川井:これからもリモートはなくならないと思います。もしかしたら現場案件が今よりは増えるかもしれませんが、リモートは通訳者だけではなく参加者にとっても良い面がたくさんあると思うので、今後はリモートと対面の会議が半々ぐらいになるかもしれないですね。

できることを積み重ねていく
(画像=『HiCareer』より引用)

リモート通訳時のご自宅セットアップ

工藤:現在はフリーになられて5年ですよね。今後の展望はありますか?

川井:私はビジネスの分野が好きなので、このまま同じ方向性で続けていきたいと思っています。企業のビジネスはお互いに関連があったり、影響しあったりしているので、様々な業界のビジネスに触れることで多くの発見があります。この分野でさらに経験を増やしていきたいです。

工藤:ところで、川井さんはお客様やコーディネーターとのコミュニケーション能力がとても高いですよね。人によっては、この人と組みたくないというのがやはりあるんですね。調整するときにコーディネーターが割と苦労する点でもあります。でもそれをやってしまうと、結局仕事の幅が狭まってしまうんですよね。それはとても勿体ないことだと思っています。通訳は1人ではなかなかできない仕事ですので、人間力は大事な要素だと思います。 難しい方とも上手くやっていけるのは1つの才能だと思います。人とコミュニケーションするときにモットーとしていることはありますか?

川井:特にモットーはありませんが、あまり細かいことが気にならないのかもしれません。こだわりがある方であれば、特に抵抗なく合わせることもできますし、それでやりにくいと思ったことはありません。

工藤:健康管理のために何かやっていらっしゃることはありますか?

川井:睡眠はよく取っているとは思いますが、それぐらいです。仕事の時間と家のことをやっている時間、それぞれが全く違うので、お互いのストレス発散になっているのかもしれません。適度にリラックスする時間も取れていますし、あまりストレスは溜まっていないと思います。性格的なこともあるかと思いますが、例えば現場で予想外のことが発生したとしても、そこで騒いでも仕方ありませんし、それでストレスが溜まることはありません。毎回その場でできることを集中してやる、それだけです。

工藤:どんな通訳者でもなかなか言葉が降りてこなくて落ち込む日もあると思いますが、そういう時はどのように気持ちをスイッチされていますか?

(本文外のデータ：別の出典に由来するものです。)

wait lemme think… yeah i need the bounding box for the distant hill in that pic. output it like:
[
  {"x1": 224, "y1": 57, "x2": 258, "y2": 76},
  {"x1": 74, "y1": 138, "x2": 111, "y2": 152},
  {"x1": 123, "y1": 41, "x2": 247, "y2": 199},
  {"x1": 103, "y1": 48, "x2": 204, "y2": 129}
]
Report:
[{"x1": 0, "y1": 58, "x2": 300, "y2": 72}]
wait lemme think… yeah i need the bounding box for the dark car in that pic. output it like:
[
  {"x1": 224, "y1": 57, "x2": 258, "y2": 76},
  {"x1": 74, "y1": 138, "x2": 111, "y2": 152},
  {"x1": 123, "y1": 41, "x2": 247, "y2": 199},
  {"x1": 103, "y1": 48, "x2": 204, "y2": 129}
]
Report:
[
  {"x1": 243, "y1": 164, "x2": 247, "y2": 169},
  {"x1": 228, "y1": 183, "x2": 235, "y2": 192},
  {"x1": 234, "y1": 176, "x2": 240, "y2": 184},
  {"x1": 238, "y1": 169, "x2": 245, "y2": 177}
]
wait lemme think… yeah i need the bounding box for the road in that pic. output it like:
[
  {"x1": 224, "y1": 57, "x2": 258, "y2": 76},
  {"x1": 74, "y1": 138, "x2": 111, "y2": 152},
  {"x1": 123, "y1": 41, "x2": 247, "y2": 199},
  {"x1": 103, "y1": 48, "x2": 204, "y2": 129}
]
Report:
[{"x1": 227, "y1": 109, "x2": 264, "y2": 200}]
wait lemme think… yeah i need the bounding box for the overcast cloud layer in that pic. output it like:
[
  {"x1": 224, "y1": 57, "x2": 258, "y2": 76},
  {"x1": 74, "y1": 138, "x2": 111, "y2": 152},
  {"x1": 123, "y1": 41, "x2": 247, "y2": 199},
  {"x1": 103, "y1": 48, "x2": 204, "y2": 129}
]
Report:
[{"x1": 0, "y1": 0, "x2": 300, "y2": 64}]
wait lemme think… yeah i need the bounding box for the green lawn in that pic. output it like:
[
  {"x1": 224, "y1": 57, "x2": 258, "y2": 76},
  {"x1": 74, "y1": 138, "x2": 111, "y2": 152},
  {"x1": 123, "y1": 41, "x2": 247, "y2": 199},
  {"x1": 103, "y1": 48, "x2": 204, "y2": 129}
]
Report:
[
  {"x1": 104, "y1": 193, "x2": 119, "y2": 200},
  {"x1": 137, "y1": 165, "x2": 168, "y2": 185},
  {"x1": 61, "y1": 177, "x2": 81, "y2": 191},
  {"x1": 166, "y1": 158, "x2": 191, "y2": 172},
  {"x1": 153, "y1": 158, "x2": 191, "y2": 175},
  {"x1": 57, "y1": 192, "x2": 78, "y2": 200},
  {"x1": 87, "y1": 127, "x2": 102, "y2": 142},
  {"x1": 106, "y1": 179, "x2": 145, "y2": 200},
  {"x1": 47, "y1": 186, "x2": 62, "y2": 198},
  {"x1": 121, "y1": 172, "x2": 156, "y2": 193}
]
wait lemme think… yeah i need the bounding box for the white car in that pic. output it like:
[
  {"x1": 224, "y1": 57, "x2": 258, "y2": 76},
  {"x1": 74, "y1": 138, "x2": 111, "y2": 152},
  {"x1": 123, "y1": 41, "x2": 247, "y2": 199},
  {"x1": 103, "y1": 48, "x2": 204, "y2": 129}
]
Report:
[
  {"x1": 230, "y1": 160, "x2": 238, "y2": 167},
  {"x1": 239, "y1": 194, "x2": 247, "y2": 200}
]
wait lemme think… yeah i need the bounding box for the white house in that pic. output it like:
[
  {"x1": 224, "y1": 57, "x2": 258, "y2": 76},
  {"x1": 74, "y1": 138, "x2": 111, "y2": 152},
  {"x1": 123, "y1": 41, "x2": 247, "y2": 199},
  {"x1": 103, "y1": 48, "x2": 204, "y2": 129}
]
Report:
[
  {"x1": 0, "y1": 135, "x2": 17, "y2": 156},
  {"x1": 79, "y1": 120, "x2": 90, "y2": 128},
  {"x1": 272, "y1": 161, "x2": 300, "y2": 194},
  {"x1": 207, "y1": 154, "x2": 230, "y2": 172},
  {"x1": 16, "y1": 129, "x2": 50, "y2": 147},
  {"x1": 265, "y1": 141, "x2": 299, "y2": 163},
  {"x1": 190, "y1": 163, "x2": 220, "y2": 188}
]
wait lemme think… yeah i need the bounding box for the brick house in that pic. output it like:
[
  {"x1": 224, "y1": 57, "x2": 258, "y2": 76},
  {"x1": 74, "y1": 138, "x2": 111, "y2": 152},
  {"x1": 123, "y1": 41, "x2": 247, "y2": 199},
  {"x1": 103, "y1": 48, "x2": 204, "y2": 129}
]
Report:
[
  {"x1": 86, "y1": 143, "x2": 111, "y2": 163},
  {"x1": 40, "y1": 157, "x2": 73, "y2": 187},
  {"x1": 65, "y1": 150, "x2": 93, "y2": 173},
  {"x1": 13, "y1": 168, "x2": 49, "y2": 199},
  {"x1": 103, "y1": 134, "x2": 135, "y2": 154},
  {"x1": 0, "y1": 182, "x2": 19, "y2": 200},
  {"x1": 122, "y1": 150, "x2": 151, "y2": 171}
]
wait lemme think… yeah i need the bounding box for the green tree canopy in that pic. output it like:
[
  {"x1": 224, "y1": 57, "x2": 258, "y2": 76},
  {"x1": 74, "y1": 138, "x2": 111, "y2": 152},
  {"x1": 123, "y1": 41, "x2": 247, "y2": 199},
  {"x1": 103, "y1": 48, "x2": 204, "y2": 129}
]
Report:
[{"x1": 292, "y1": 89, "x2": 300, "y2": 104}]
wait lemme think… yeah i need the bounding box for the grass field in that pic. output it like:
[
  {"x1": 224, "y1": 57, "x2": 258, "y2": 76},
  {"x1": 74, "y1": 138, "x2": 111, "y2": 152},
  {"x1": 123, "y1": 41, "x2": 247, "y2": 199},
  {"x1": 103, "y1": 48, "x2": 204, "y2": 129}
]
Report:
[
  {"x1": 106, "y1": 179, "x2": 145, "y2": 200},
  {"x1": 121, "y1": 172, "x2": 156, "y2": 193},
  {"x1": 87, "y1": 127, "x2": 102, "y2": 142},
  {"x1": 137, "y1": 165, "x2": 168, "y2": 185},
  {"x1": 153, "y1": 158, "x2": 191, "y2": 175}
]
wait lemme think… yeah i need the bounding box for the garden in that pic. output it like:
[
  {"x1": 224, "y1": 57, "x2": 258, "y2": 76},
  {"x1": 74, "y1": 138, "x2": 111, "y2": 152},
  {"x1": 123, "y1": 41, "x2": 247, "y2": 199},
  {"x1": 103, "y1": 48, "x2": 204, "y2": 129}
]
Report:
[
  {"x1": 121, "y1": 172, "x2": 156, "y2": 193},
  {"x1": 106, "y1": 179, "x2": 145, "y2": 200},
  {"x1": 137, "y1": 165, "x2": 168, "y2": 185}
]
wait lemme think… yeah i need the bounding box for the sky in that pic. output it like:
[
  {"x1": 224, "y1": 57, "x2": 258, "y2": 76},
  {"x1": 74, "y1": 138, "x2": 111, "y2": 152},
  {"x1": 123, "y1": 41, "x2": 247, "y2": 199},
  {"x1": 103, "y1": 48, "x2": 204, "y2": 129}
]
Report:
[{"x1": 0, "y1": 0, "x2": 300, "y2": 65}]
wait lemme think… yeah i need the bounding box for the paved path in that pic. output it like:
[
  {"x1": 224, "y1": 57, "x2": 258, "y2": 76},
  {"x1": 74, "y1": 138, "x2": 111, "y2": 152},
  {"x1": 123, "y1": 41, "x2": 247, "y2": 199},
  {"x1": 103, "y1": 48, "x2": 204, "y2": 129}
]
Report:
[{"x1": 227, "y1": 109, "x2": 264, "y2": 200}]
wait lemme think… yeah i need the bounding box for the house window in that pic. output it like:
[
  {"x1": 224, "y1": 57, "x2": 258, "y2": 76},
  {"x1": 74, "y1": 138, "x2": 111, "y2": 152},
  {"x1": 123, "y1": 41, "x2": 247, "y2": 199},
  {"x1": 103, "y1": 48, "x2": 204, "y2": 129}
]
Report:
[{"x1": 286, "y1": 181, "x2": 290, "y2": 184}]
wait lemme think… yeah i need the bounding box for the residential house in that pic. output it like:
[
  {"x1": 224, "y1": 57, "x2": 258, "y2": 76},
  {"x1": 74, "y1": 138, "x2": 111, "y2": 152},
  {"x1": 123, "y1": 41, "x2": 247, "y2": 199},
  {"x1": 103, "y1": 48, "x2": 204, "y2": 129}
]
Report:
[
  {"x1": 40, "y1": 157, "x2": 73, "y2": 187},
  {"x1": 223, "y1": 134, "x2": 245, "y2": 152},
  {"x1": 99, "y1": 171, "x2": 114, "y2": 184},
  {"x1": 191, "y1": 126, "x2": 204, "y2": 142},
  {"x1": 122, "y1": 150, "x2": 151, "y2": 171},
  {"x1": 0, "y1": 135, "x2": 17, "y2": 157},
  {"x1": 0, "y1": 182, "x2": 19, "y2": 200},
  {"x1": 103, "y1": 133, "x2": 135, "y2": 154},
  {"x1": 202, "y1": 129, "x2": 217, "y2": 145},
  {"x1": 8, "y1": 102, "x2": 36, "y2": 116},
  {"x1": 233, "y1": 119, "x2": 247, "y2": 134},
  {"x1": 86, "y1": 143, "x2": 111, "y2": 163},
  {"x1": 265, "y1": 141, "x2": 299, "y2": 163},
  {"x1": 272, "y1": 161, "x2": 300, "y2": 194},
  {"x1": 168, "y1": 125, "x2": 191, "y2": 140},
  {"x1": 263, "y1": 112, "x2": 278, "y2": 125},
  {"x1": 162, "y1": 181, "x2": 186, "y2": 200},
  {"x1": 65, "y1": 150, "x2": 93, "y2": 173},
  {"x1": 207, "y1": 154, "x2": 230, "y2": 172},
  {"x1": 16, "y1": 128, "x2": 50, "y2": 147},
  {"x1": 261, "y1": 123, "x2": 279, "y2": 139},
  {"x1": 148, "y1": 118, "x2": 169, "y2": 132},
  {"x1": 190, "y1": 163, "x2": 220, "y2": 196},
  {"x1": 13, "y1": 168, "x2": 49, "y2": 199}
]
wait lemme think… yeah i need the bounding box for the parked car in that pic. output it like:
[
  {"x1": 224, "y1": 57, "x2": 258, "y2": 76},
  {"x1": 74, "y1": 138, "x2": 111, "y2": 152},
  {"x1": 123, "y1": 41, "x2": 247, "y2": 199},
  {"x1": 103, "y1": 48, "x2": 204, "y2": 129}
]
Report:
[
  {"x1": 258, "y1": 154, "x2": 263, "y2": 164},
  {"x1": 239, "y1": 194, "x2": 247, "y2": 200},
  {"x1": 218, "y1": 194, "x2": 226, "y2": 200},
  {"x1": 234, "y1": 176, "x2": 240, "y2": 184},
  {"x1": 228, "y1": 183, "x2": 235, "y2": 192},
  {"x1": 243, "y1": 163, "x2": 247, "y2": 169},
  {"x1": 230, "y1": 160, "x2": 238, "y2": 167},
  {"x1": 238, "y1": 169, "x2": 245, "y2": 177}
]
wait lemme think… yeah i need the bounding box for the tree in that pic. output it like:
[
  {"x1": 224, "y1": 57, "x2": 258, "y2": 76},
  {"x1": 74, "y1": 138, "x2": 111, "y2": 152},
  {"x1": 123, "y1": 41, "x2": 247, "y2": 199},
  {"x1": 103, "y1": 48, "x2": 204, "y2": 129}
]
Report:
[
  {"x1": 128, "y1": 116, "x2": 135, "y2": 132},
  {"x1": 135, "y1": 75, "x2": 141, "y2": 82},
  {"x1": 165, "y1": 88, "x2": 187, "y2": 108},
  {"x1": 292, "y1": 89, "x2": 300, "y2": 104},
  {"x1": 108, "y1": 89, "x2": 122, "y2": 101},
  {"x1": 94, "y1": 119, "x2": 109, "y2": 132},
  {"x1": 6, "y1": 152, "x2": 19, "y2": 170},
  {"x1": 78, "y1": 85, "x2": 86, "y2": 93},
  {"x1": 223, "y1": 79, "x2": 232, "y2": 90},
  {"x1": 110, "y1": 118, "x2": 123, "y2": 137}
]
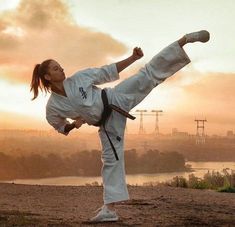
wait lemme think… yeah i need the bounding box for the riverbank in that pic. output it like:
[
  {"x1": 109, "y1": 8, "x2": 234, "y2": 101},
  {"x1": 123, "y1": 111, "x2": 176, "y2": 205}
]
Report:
[
  {"x1": 3, "y1": 161, "x2": 234, "y2": 186},
  {"x1": 0, "y1": 183, "x2": 234, "y2": 226}
]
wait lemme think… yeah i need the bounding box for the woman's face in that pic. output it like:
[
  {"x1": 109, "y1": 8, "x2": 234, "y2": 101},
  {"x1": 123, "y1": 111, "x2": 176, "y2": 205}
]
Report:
[{"x1": 46, "y1": 60, "x2": 65, "y2": 83}]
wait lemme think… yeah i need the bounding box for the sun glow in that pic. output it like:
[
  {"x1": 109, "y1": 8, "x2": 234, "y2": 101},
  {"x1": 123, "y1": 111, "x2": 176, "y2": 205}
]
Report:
[
  {"x1": 0, "y1": 0, "x2": 20, "y2": 11},
  {"x1": 0, "y1": 79, "x2": 48, "y2": 119},
  {"x1": 2, "y1": 26, "x2": 25, "y2": 37}
]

川井:もちろん調子がいい時、悪い時はあります。失敗したとしても、もうそれは取り返せないですし、それをずっと引きずってしまうとその後のパフォーマンスにも影響を与えてしまうので、とりあえずその場では忘れるようにし、反省は案件が終わってからにします。全体としてのパフォーマンスが評価されるので、最初の15分で失敗したなと思っても、次の番で立て直せばいいわけです。 過去を変えることはできませんが、毎回、その時点からベストを尽くすことはできます。失敗してもここから、また失敗してもここから、という風に切り替えています。

工藤:仕事はトータルで評価されるって本当にそうですよね。体調にも左右されることもあるんでしょうか?

川井:体調もあるでしょうし、あとは理由がわからないけどなぜか調子がいい、調子が悪いということもあります。それは完全にコントロールできることではないので、誰にでもある出来不出来の波の差がなるべく小さくなるように、努力するしかないと思っています。前にクラスメートと、優秀な通訳者さんほどその波の上下が激しくなく、安定していて、さらにはこのラインは絶対に下回らないというパフォーマンスができるよね、と話していたのですが、まさにその通りだと感じています。

工藤:自分の癖なのですが、私は頭の中で事前にシミュレーションを沢山します。例えばスタッフと面接したりお客さんと打ち合わせしたりするときも、1回頭の中でシミュレーションしてから臨みます。こう言われた場合はこう言おうとか、こういう風にしたら、こうしようとか考えるのが好きなんです。川井さんは緊張しないコツとかってありますか?

川井:私は真逆で、その時考えようと思ってしまうタイプです。資料を読んでこういう内容を話す可能性があると思ったら、それは事前に勉強していきますが、こういう場合はこうしようと細かく考えることはありませんし、考えることが苦手と言ったほうが正しいかもしれません。緊張することもありますが、いざスタートとなったら、やるしかないという気持ちが勝ち、緊張を忘れてしまうことも多いです。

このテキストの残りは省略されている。